With the imminent release of Apple’s iPhone 6, we thought it appropriate to take a look at how the key players within the smartphone market have been performing within technology media. The results were a little surprising.
Smartphones as a topic has been declining for some time now. Apollo Research’s figures show that the number of news stories in the UK has fallen by 25.1% when the period January to June 2014 is compared with the same period in 2013.
This reduction is supported by the smartphones declining Apollo Index Score, this unique rating looks at the number of writers writing about smartphones and the graph below shows smartphones decline in Apollo Index Score since August 2013.
The decline of smartphones as a topic does appear unusual. The mobile phone market as a whole is still increasing and is expected to do so for some time to come as new users in developing regions such as the Middle East and Africa drive growth. As smartphone devices become more affordable and 3G and 4G networks develop, mobile users are rapidly moving over to smartphones as devices.
The figures taken from emarketer.com “Smartphone users and penetration worldwide 2012-2017” again show that whilst the smartphone market is slowing it will still enjoy growth for some time to come.
So why is the topic of smartphones declining within technology media? If we at look Apollo Research’s Hot Topic lifecycle it would appear that smartphones have reached phase 5. The market place for smartphones is well established, vendors are focused towards market position with very few new entrants arriving to market. Media is focused around brand differentiation and new releases and as we are currently experiencing, media interest begins to plateau.
With what appears to be a decreasing appetite for media around the topic of smartphones it is even more important for vendors to establish their position and achieve share of voice within the media. Analysing the data from Apollo Research’s coverage reports for the sector it is apparent there is a struggle for the top spot.
Looking at media coverage from 2012 until current day it appears that there is a regular shift in the share of voice leader. Samsung secure the position from January to June and relinquish it to the iPhone from July to December, this emerging pattern could be linked with Apples tendency to launch new iPhone products in the second half of the year.
The fluctuation between Samsung and Apple is not the only change we have seen. In the last 12 months Blackberry have fallen from third position to sixth position with a 9.1% reduction in share of voice, HTC have climbed from fifth place to third place with a 2.5% rise in share of voice and LG have increased their share by 3.1% rising to fifth place. Nokia has maintained its fourth position throughout this period maintaining around 11% share of voice. The full comparison of the results is available in the table below.
Whilst Samsung and iPhone are the dominant players in the media, but new launches often provide a big boost to the smaller players. In March 2014 HTC reached the number one spot with a 26% share of voice when they launched their new phone.
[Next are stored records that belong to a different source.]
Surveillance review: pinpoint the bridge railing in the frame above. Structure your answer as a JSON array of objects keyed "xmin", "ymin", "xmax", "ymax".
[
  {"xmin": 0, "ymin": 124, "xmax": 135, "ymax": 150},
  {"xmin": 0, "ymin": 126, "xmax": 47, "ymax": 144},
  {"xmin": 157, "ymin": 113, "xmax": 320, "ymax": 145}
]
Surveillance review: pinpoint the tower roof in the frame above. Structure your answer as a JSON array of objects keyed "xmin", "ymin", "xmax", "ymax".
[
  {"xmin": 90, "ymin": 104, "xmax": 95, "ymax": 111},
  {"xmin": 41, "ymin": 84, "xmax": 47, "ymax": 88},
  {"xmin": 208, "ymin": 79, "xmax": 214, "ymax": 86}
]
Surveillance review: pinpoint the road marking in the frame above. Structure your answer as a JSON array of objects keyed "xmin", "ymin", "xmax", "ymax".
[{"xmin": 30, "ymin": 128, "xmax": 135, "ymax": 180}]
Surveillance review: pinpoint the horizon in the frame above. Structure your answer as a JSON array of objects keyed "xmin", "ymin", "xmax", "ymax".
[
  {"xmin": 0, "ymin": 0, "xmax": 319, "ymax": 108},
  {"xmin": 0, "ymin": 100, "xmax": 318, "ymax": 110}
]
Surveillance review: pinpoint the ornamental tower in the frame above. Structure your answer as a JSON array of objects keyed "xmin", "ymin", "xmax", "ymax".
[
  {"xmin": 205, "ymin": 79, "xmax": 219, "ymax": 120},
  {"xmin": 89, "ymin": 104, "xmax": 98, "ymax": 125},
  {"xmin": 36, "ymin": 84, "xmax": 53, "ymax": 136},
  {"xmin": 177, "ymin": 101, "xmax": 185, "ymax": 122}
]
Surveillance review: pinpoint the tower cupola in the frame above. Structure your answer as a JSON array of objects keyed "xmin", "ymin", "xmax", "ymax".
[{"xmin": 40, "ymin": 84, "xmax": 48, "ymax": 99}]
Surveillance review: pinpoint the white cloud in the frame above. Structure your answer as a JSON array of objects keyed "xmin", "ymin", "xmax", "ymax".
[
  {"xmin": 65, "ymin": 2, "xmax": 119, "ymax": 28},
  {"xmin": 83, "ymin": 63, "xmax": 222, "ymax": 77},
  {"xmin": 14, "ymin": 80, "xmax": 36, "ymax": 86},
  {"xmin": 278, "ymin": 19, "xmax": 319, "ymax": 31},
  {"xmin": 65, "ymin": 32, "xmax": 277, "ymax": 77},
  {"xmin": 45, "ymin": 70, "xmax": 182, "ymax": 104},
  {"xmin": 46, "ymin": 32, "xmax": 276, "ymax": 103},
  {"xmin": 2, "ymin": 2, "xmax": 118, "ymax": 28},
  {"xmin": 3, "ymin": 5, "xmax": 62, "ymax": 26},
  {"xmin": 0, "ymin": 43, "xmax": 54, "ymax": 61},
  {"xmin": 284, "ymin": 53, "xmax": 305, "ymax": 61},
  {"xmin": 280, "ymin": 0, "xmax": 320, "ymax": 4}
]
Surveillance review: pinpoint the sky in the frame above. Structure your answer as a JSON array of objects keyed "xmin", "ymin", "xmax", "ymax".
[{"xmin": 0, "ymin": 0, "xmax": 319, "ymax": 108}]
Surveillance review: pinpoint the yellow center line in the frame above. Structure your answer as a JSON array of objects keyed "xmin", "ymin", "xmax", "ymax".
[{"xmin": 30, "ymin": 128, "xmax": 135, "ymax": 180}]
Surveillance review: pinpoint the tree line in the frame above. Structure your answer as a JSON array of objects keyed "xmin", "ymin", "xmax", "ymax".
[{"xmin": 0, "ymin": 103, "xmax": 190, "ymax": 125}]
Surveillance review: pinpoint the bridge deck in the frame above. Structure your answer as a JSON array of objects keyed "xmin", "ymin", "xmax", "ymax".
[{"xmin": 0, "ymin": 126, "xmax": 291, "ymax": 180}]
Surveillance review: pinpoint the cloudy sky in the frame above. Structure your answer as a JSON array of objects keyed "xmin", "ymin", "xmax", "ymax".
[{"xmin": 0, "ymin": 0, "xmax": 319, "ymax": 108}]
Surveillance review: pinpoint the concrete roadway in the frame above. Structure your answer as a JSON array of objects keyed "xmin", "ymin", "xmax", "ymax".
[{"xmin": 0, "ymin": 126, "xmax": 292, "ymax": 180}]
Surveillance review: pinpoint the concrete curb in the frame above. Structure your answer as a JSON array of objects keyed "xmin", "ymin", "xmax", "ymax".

HTCs ability to compete and achieve share over Samsung and iPhone shows that amongst technology writers there is still an appetite to write about new products and technology in the smartphone sector. Although companies such as Huawei and ZTE are still relative newcomers to the western markets, it is conceivable that in a relatively short time they could be where Blackberry was in June 2007 before the first iPhone was launched.
This week’s launch of the iPhone 6 should see a surge in the iPhones share of voice for the period and it is expected that they will continue the pattern and steal the top spot from Samsung in the second half of the year. But with new product launches from Samsung, LG and Huawei expected later in the year it will be interesting to see how long Apple can maintain its share of coverage in this highly competitive sector.